ちなみにこのエピソードに関しては、wikiのとある駆逐艦のページに載っておりました。多少は参考になるかと思います。
では、また明日!
いつもありがとうございます!
安価に関しては、出来る限り沢山の方に参加して頂きたいので、明日の22:00丁度から安価を取ります。宜しければ、また明日御参加頂けますと幸いです!
安価取ります
私より前に投稿している人は22時を越えてるので対象になります。
安価が揃い次第執筆を始めます
すみません。締め切りです
1番のルートへ向かいます。2番を選んで下さった方、すみません……
今から1時間以内にある程度書けたら今日中に投稿します。無理だった場合はまた後日で……
また来ますね!
雪風「いいですよ」
朝霜「よし! なら、一人だけ省くのは良くねぇから浦風のにも描こう! これで全員お揃いだな!」
浦風「…………」
矢矧「大和、いいのかしら?」
大和「はい。これくらいならば」
矢矧「そう」
響「いいな……みんなでこうやって何かをするのは……」
初霜「はい……」
霞「私のは描けたわ……って、朝霜。あんた何描いてるのよ!」
朝霜「何って菊水の……」
霞「信じられない! そんなんじゃないわよ!! ほら、貸しなさい!」
朝霜「おぉっ! ありがたい!」
霞「絵のセンス皆無ね。それでいてよくこんな事言い始めたわね! 出来たわよ」
朝霜「凄え!! 上手いじゃねえか!」
霞「ふん! こんなの当たり前よ! 浦風のにも描いておくわよ」
浦風「…………」
霞「…………よし」
浦風「…………」
霞「浦風……辛かったらいつでも離脱しなさいよ。

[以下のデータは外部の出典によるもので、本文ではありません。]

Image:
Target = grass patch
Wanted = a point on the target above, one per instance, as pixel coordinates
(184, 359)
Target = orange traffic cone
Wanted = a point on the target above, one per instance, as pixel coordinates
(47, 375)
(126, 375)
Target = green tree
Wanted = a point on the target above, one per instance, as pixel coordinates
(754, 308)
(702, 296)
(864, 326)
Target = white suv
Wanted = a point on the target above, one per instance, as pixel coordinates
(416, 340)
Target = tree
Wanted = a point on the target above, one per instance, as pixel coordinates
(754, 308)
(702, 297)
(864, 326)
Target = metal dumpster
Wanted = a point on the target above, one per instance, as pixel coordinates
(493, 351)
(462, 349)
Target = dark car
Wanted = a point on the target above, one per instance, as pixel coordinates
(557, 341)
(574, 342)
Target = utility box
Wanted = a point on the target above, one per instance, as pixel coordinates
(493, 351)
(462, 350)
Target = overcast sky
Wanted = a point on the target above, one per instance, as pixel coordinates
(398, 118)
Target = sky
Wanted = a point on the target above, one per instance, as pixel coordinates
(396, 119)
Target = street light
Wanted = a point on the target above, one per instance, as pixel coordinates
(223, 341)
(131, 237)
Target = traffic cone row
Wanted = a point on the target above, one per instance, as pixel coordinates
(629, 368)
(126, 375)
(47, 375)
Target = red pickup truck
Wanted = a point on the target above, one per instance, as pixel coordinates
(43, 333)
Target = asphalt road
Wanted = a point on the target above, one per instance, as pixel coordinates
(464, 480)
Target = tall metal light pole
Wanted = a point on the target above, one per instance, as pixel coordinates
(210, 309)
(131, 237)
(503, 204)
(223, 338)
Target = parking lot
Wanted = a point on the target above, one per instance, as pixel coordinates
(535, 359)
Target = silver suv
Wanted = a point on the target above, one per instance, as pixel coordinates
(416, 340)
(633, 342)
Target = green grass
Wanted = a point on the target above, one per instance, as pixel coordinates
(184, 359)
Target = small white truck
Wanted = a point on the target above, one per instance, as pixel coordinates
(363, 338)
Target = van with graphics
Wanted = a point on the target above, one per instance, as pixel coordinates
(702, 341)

それだけは心に留めておいて……」ボソッ
浦風「…………」
霞「他の子で描けない子はいるの? こんなのに時間かけるのは勿体無いから私に貸しなさい!」
磯風「では頼んだ」
霞「あんた……ほら、出来たわよ」
磯風「助かった。感謝する」
霞「もういないわね?」
大淀「ちょっと待って下さい!」
矢矧「大淀!? どうしたの?」
大淀「良かった……間に合った……雪風、これを」スッ
雪風「これは?」
大淀「天津風からの手紙です。読んで下さい」
雪風「っ!?」
大淀「大和、まだ大丈夫ですか?」
大和「はい」
大淀「ならば今読んであげて下さい。今しか読む事が出来ないかもしれないのですから」
雪風「私は……」
大淀「読んで下さい」
雪風「……分かりました」
カサッ
拝啓 雪風様
桜前線の待ち遠しい今日この頃、お元気でお過ごしですか。今、私が滞在しているシンガポールは日本よりも暑く、これから段々と過ごし辛い時期へと移り変わって行くところです。私が日本に戻る頃には桜が丁度満開になっているのかもしれませんね。その時が楽しみです。

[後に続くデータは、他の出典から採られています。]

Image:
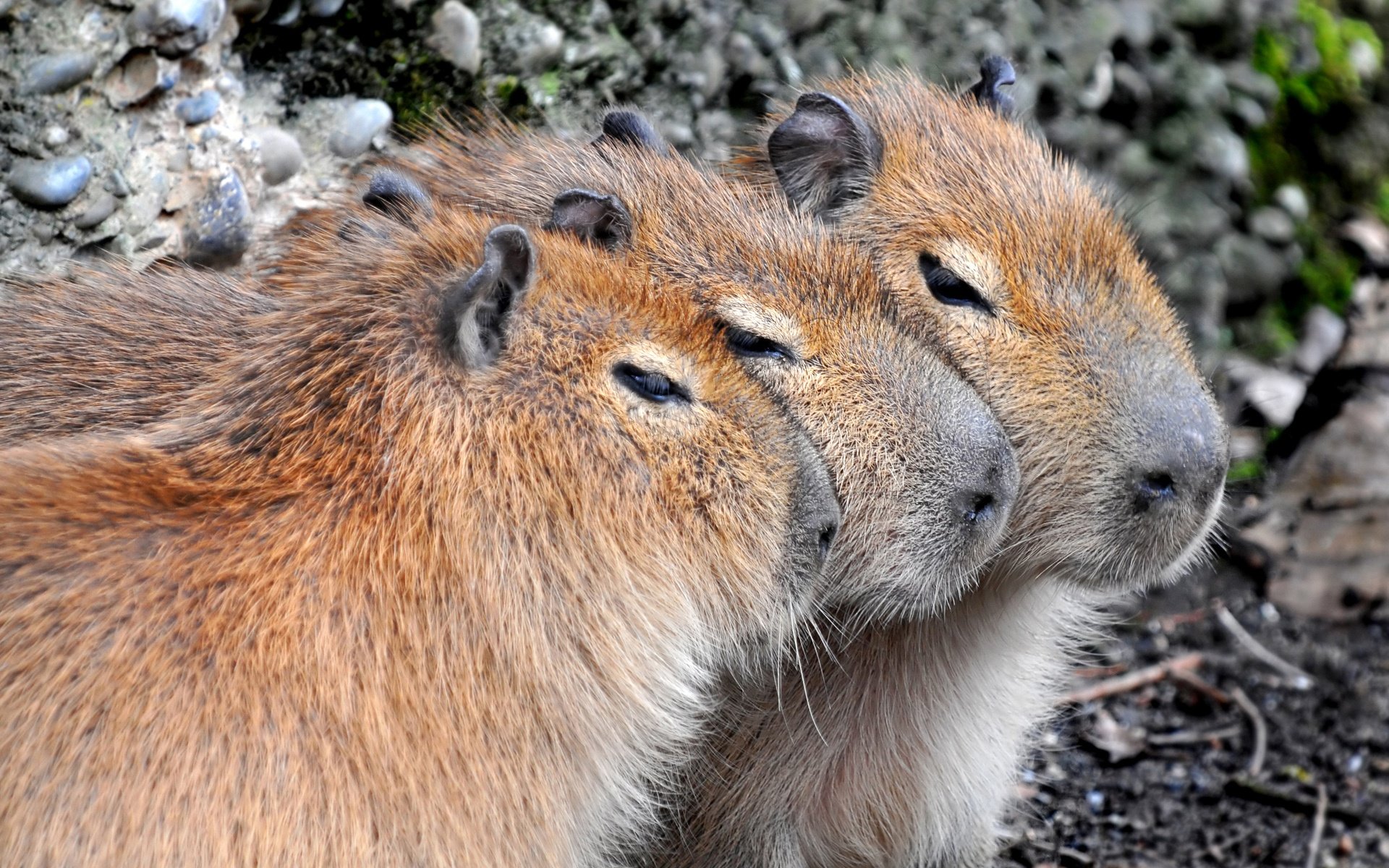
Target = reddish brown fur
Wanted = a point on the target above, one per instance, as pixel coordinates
(903, 750)
(901, 433)
(356, 605)
(107, 350)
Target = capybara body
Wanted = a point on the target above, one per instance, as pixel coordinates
(109, 352)
(904, 750)
(436, 569)
(922, 469)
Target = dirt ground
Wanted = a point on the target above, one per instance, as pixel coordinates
(1160, 777)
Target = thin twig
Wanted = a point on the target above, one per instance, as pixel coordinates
(1242, 786)
(1200, 685)
(1194, 736)
(1131, 681)
(1319, 827)
(1301, 681)
(1256, 720)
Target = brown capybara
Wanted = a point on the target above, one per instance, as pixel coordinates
(922, 469)
(435, 570)
(92, 352)
(1003, 258)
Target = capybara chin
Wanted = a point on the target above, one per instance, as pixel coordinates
(1024, 278)
(904, 750)
(435, 570)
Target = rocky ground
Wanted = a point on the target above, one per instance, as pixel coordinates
(192, 129)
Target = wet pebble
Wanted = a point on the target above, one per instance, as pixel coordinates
(102, 208)
(218, 231)
(362, 122)
(49, 184)
(177, 27)
(281, 156)
(199, 109)
(456, 36)
(57, 72)
(56, 137)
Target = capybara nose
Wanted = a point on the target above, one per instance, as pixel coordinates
(988, 486)
(1181, 460)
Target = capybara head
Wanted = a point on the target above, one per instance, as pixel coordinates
(1008, 263)
(434, 567)
(922, 469)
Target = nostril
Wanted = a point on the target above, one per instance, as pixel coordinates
(1152, 489)
(980, 510)
(827, 539)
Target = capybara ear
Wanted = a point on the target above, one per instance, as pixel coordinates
(396, 195)
(631, 128)
(477, 310)
(595, 217)
(995, 72)
(824, 155)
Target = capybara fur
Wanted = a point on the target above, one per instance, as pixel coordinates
(903, 752)
(435, 570)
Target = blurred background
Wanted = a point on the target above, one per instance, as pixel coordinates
(1246, 142)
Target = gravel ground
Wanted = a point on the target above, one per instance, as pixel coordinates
(1159, 777)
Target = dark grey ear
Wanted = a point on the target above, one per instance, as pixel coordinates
(995, 72)
(824, 155)
(396, 195)
(629, 128)
(593, 217)
(477, 310)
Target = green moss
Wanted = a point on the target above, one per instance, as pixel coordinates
(1246, 469)
(1319, 95)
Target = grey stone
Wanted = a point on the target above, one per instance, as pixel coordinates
(1137, 22)
(357, 125)
(57, 72)
(139, 77)
(218, 229)
(457, 36)
(1275, 395)
(281, 156)
(199, 109)
(1273, 226)
(1294, 199)
(103, 208)
(1322, 335)
(1198, 13)
(117, 185)
(56, 135)
(1252, 268)
(1224, 155)
(177, 27)
(49, 184)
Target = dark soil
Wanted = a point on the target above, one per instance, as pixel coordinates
(1194, 804)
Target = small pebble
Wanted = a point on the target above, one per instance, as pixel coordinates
(102, 208)
(457, 36)
(177, 27)
(57, 72)
(117, 185)
(362, 122)
(49, 184)
(56, 137)
(199, 109)
(281, 156)
(218, 231)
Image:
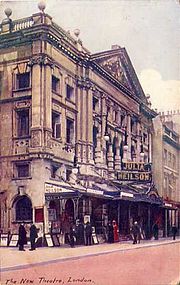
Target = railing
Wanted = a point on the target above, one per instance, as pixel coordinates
(22, 23)
(67, 36)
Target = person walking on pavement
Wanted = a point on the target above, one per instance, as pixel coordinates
(155, 230)
(174, 231)
(88, 233)
(33, 236)
(135, 232)
(110, 232)
(115, 230)
(22, 238)
(72, 236)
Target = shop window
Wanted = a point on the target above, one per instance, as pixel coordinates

少々前置きが過ぎましたね。雪風に報告したい事があります。ようやく私の艤装の修理が完了しました。貴女と離れ離れになって永い永い時間が過ぎた様な気がしますが、実際にはそれ程離れていなかったりするみたいです。時間って不思議なものね……
いけない、また話が脱線してしまったわ。あと少ししたら私は横須賀に戻ります。もしかしたら、この手紙が届く頃には出発してるかもしれません。この手紙を雪風が読む前に私が横須賀に戻ってしまったらどうしましょう。ううん、ちゃんとそれまでに着いている筈ね。大丈夫。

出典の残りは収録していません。